# Derivatives and the cotangent space

In Differentiable Manifolds, the derivative of a function $$f: M \rightarrow \mathbb{R}$$ at $$a$$ denoted by $$(df)_a$$ is defined as its image in the cotangent space: $$T_a^* = C^\infty(M)/Z_a$$, where $$Z_a$$ is the subspace of functions whose derivatives vanishes a $$a$$.

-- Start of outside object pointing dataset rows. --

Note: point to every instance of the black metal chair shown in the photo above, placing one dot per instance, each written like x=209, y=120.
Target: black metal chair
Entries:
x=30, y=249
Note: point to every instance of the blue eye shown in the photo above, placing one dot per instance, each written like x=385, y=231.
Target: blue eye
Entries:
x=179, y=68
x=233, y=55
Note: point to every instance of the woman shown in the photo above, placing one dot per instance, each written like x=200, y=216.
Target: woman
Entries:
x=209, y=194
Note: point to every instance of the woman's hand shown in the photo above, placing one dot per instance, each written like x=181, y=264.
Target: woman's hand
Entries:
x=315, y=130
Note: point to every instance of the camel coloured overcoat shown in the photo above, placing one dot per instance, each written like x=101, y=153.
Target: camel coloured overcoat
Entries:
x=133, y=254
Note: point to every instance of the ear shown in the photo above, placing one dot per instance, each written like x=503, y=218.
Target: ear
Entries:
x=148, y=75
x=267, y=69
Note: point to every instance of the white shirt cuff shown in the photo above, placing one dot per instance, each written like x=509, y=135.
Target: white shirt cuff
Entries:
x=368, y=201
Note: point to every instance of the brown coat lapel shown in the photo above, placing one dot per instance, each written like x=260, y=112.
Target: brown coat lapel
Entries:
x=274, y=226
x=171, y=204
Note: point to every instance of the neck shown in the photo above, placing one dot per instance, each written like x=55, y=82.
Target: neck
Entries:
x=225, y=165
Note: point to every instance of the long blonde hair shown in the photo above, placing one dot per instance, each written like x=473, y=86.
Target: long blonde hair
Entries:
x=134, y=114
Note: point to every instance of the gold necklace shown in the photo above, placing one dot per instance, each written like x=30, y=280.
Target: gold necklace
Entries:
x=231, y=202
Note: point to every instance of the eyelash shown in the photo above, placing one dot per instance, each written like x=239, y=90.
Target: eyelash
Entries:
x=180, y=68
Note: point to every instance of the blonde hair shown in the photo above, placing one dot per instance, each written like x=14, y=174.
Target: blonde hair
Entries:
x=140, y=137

I'm having trouble understanding the following proposition:

Proposition 3.1 Let $$M$$ be an $$n$$-dimensional manifold, then

• the cotangent space $$T_a^*$$ at $$a \in M$$ is an n-dimensional vector space

• if $$(U, \varphi)$$ is a coordinate chart around $$x$$ with coordinates $$x_1, \dots, x_n$$, then the elements $$(dx_1)_a, \dots, (dx_n)_a$$ form a basis for $$T_a^*$$

• if $$f \in C^\infty(M)$$ and in the coordinate chart, $$f \varphi^{-1} = \phi(x_1, \dots, x_n)$$ then $$(df)_a = \sum_i \frac{\partial \phi}{\partial x_i} (\varphi(a))(dx_i)_a$$

Proof: If $$f \in C^\infty(M)$$, with $$f \varphi^{-1} = \phi(x_1, \dots, x_n)$$ then $$f - \sum \frac{\partial \phi}{\partial x_i} (\varphi(a))x_i$$ is a (locally defined) smooth function whose derivative vanishes at $$a$$, so $$(df)_a = \sum \frac{\partial f}{\partial x_i} (\varphi(a))(dx_i)_a$$ and $$(dx_1)_a, \dots, (dx_n)_a$$ span $$T_a^*$$.

More specifically, I wonder what is meant by $$f - \sum \frac{\partial \phi}{\partial x_i} (\varphi(a))x_i$$ since $$f$$ is a function on $$M$$ and the sum is a function on $$\mathbb{R}^n$$. I also wonder what is meant by $$(dx_i)_a$$ in this context since $$x_i$$ is not a function on $$M$$.

Let $\phi:U\to\mathbb{R}^n$. Then $x_i:U\to\mathbb{R}^n$ is defined to be the $i$th component function of $\phi$. In other words, $$\phi(p)=(x_1(p),\ldots,x_n(p))$$ for each $p\in U$.
So $x_i$ is in fact a function whose domain is the open set $U\subset M$.